[Top][All Lists]
[Date Prev][Date Next][Thread Prev][Thread Next][Date Index][Thread Index]
[Gzz] ``simple_storm--benja``: Simplify Storm by dropping headers
From: |
Benja Fallenstein |
Subject: |
[Gzz] ``simple_storm--benja``: Simplify Storm by dropping headers |
Date: |
Sun, 06 Apr 2003 21:25:25 +0200 |
User-agent: |
Mozilla/5.0 (X11; U; Linux i686; en-US; rv:1.3) Gecko/20030327 Debian/1.3-4 |
Another re-post, since during implementation I noted canonicalization of
the URIs needs to be specified better.
-b
===========================================================
``simple_storm--benja``: Simplify Storm by dropping headers
===========================================================
:Author: Benja Fallenstein
:Date: 2003-02-16
:Revision: $Revision: 1.3 $
:Last-Modified: $Date: 2003/04/03 08:20:18 $
:Type: Architecture
:Scope: Major
:Status: Current
Storm is quite complex with its MIME headers, and prone to become
more complex if we choose to separate hashing of headers and bodies
(``raw_blocks--benja``). If we break backward compatibility
a single time, as Tuomas suggests, we should take the opportunity to
get rid of our mistakes from the past, in order to make
the future simpler.
By analogy with the ``data`` URL scheme [RFC2397], this PEG
proposes a URN namespace to be registered whose URIs would
contain a MIME type and the content hash of a block of data.
"data" URLs contain a MIME type and a sequence of bytes,
either literally or encoded as base64. The analogy runs deep;
"data" URLs are a MIME type plus an immutable byte sequence,
and so are URIs in this URN namespace. The MIME type is included
with "data" URLs because it is considered the one absolutely
essential piece of metadata necessary to interpret
the byte sequence; for this URN namespace, the same thing holds.
Issues
======
- Won't dropping headers make it harder to include metadata?
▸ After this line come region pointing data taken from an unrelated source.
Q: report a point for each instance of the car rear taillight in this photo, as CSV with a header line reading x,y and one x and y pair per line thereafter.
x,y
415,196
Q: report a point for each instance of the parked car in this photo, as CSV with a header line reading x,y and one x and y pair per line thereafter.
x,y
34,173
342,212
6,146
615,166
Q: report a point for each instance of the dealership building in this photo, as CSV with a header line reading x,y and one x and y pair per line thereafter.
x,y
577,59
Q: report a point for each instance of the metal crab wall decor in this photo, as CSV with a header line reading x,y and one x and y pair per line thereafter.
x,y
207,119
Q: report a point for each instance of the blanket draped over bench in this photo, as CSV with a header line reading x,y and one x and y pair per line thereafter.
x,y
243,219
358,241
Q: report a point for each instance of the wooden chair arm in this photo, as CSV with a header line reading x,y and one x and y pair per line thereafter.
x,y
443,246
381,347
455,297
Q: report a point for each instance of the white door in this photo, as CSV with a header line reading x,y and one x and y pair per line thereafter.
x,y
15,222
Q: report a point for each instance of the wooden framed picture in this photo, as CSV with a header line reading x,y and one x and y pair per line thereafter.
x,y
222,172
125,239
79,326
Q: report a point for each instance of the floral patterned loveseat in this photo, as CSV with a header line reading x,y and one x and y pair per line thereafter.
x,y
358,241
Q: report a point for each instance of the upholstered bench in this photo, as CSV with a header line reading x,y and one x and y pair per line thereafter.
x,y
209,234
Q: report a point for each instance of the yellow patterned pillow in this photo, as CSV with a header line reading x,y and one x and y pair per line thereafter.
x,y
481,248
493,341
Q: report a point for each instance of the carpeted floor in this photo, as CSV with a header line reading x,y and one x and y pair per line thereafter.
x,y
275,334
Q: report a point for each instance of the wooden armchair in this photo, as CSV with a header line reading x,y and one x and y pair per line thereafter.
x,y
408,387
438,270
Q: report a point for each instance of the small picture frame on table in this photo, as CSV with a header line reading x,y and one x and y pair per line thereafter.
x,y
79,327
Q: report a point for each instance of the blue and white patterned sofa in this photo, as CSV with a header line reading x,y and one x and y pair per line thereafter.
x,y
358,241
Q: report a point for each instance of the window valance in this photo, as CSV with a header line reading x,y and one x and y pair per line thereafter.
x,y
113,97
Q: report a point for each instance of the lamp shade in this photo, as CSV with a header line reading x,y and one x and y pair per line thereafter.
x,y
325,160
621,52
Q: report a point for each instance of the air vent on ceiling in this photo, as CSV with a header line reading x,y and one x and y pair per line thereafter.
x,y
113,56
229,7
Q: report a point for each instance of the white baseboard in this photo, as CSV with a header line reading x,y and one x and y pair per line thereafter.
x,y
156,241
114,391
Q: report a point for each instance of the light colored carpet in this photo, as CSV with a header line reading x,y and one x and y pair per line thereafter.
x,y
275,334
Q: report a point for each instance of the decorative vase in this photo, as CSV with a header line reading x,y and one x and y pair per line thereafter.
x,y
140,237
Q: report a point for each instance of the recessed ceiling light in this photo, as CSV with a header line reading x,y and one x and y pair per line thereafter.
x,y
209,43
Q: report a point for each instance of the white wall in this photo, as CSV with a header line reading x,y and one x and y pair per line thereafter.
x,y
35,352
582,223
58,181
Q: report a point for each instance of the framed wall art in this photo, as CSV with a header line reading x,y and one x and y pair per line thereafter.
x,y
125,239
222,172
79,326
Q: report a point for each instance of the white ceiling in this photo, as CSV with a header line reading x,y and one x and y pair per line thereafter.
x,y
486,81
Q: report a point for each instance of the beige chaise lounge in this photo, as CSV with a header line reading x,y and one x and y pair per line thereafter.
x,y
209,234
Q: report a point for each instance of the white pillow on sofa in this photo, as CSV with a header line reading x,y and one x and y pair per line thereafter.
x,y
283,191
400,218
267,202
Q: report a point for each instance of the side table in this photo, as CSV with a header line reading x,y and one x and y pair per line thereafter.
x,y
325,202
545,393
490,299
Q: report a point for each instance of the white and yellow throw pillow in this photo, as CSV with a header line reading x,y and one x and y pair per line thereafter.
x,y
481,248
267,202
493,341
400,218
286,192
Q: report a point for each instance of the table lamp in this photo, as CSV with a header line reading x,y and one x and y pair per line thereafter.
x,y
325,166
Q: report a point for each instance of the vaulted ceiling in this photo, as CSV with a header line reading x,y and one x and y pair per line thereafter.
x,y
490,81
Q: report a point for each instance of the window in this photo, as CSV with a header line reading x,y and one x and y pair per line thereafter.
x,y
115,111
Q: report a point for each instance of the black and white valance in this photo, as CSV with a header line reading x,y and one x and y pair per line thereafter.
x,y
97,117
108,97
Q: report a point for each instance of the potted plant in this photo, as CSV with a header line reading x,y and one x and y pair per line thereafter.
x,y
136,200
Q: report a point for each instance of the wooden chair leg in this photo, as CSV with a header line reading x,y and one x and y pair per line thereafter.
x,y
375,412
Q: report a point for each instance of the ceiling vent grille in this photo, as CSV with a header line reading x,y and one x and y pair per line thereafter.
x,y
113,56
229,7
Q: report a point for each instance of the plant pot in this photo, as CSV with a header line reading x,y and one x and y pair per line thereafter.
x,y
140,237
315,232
RESOLVED: MIME headers are a non-extensible form of metadata
anyway; if we allow ``X-`` headers, we have problems with
permanence. We can still put metadata into another block
refering to this one; alternatively, many file formats
allow inclusion of metadata in the file itself (e.g. PNG).
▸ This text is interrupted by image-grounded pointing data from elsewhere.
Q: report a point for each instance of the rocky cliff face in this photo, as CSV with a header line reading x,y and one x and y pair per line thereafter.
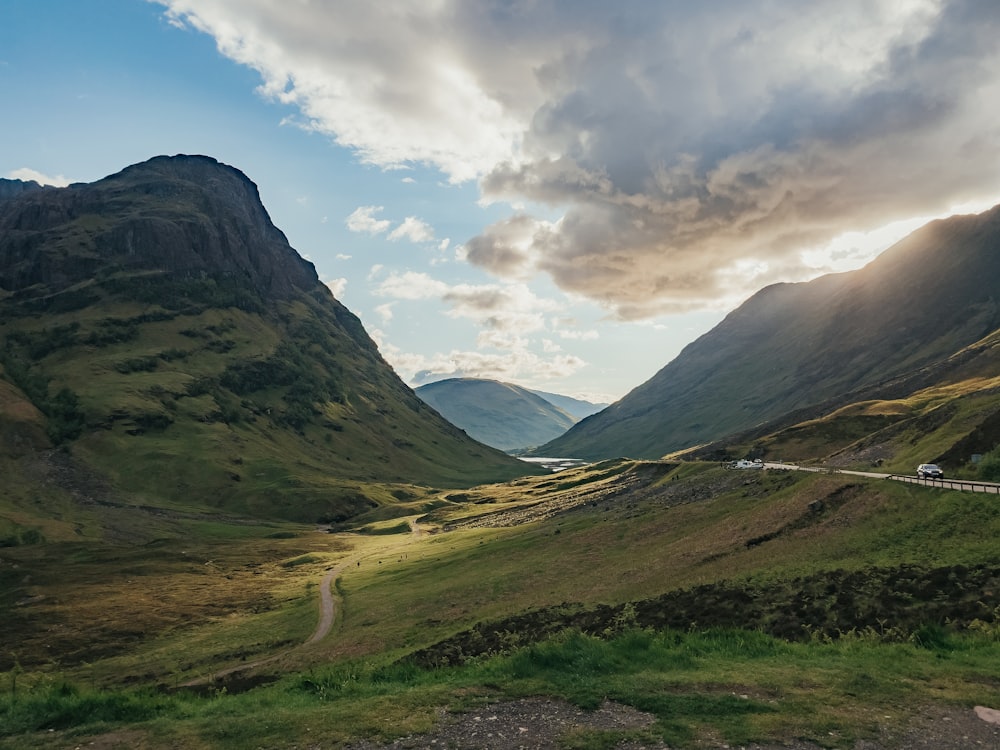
x,y
162,326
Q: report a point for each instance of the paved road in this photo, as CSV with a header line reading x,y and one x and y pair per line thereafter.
x,y
962,485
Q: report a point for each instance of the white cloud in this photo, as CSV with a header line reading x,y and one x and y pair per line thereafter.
x,y
411,285
518,365
682,143
337,286
385,312
28,175
362,219
412,229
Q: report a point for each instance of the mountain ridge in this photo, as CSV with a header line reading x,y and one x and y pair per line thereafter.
x,y
791,346
178,345
503,415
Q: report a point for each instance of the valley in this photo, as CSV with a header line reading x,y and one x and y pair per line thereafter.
x,y
226,522
503,570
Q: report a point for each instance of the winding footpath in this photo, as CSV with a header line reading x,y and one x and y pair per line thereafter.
x,y
327,614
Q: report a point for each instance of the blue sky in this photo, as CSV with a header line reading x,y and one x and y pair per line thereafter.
x,y
556,194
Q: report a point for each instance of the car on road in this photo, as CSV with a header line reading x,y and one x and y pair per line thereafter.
x,y
930,471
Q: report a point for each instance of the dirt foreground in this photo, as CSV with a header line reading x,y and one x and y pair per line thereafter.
x,y
537,724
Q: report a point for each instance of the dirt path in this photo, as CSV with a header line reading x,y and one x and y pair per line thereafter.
x,y
327,608
327,614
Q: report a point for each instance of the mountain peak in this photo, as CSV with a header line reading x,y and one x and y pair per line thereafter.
x,y
172,217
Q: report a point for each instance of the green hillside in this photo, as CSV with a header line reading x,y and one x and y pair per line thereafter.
x,y
503,415
183,354
795,346
842,607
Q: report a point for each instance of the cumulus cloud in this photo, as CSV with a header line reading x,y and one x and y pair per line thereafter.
x,y
412,229
693,150
517,365
337,286
362,219
31,175
509,310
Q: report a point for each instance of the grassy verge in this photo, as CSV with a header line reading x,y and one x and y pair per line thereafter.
x,y
733,686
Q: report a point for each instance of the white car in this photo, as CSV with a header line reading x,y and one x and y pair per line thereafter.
x,y
930,471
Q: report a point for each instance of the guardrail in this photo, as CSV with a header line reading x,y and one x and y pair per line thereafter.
x,y
950,484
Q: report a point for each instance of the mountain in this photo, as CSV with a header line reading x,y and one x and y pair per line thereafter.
x,y
575,407
159,330
793,347
503,415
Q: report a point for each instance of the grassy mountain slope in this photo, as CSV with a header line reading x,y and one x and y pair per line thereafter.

We could also devise a MIME type or something that is
some RDF metadata plus a reference to the actual body block--
so we might simulate the old system when we need it.
Content types are now included in the block id (different
content type -> different block).
The benefits outweigh the problems by far.
- How about metadata that would be included in an HTTP
response, such as alternative representations of a
resource (different languages etc.)? How about Creative
Commons licenses? Wouldn't it be better to have an
RDF "header" block containing this data?
RESOLVED: The idea about alternative representations
is that a single "header" block would refer to
different "body" blocks, each of which could be used.
However, it is also necessary to be able to refer
to each of these representations by itself; if we
don't want to have an *additional* header block
for each of these representations, we still need
something like this proposal to refer to the
individual alternatives.
While it would be nice if a CC or other license would
travel with every block in a computer-readable format,
this is not by itself enough reason to require
header blocks, making for a much more complex system
and separating namespaces in the Storm world.
I think the best route is to have the simple system
specified here for now, and possibly extend it later
by another kind of reference which points to
a metadata block that then points to the actual body.
- What about the hash tree vulnerabilities mentioned in
<http://zgp.org/pipermail/p2p-hackers/2002-November/000993.html> /
<http://zgp.org/pipermail/p2p-hackers/2002-November/000998.html>?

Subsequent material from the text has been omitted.